Hi! My name is Manav Shah, and I am finishing the third year of Computer Science Specialist and Statistics Minor at UofT. This past academic year, I had the opportunity to do an ROP399 research project under the guidance of Professor Pascal Tyrrell, and I would like to share experience on this blog.
My ROP project dealt with comparing the effect of decrease in sample size on Vision Transformer’s against Convolutional Neural Networks on a Chest X-Ray classification task using the NIH Chest X-Ray dataset. Convolutional Neural Networks have been predominantly used in medical imaging tasks as they are easy to train and perform very well with any image modality. However, in recent years, Vision Transformers (ViTs) have been shown to outperform on Convolutional Neural Networks. However, they have only been shown to do so only when trained/pretrained on extremely large amounts of data. Given that large amounts of labelled data are hard to come by in the field of Medical Imaging, it is important to set up some baselines for performance and gauge whether future work and research is warranted in this arena. This exploratory aspect made my project very exciting.

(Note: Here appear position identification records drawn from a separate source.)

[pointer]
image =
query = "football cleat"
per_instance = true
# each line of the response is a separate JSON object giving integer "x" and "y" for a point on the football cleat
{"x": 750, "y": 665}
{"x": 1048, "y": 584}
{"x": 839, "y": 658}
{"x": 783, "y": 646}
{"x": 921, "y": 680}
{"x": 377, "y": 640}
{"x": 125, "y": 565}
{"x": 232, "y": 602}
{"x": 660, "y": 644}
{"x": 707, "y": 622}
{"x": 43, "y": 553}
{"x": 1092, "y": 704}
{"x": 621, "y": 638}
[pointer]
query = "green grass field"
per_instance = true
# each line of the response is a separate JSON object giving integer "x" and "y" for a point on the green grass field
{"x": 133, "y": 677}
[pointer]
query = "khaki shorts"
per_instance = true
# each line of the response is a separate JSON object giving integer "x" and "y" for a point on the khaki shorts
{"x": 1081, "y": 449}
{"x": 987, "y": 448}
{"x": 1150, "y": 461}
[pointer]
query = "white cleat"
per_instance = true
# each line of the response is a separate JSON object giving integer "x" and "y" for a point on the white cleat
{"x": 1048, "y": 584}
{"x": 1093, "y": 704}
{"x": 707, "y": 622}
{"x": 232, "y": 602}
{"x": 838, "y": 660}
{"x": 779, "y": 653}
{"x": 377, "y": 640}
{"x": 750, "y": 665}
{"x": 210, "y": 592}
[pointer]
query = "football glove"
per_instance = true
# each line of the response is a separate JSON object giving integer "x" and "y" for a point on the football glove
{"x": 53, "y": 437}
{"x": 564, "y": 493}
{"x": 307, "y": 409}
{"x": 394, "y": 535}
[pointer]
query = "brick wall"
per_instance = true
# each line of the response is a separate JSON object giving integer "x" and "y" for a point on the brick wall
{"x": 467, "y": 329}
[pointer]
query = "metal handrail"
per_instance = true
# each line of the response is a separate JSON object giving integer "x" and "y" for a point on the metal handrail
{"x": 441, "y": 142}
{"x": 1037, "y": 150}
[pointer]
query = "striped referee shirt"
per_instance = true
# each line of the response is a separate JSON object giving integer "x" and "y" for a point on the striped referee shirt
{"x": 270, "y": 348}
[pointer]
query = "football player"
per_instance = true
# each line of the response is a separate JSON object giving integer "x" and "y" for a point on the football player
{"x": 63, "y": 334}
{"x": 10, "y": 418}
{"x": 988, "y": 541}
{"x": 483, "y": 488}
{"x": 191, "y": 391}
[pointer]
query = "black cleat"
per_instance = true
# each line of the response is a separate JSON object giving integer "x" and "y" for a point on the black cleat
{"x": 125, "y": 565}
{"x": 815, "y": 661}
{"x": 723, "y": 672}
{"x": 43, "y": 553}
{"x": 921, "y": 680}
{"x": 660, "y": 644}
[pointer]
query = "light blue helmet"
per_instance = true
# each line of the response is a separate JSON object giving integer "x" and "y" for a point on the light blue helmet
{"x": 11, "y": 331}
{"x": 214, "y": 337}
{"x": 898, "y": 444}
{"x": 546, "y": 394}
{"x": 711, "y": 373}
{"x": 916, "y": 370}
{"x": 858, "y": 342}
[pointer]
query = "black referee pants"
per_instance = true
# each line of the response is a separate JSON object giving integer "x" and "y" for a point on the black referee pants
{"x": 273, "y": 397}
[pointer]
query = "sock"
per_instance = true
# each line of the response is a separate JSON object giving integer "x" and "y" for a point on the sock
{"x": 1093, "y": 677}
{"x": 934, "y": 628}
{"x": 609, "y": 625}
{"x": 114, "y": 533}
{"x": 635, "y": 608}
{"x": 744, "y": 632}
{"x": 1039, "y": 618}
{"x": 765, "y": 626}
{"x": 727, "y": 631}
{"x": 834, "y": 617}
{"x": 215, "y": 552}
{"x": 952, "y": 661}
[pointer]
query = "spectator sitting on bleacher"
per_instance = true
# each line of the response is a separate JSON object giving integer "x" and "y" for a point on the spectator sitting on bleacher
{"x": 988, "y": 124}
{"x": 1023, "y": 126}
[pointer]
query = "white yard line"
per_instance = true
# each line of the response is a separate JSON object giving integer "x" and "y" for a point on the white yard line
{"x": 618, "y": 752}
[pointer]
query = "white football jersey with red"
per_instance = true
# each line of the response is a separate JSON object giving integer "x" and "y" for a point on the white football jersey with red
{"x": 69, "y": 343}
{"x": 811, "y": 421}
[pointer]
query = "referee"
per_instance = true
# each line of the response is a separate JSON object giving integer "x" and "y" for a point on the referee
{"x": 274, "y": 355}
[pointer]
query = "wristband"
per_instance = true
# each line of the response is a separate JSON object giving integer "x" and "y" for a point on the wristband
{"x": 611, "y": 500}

I started the project not knowing anything about ViTs. I had some experience training and using CNNs or Resnets before. Thus, I started with reading up everything I could about Vision Transformers. However, since it is a relatively new class of models, it was hard to gain an initial intuitive understanding of what was happening in the research papers I read. I did not know where I should start. To not waste time, I started by cleaning my data and preparing a binary classification dataset from the NIH Chest X-Ray dataset, to detect infiltration within the lungs. I trained a small CNN classifier from scratch to see if the results made sense. I was getting an accuracy of around 60%, which I knew was not good enough. Then, I spoke to Prof. Tyrrell and Atsuhiro, who pointed to the fact that my dataset might have some noise relating to the same patients being in the positive and negative class of images. Thus, I cleaned my data some more and made sure there was little correlation between the negative and positive class of images.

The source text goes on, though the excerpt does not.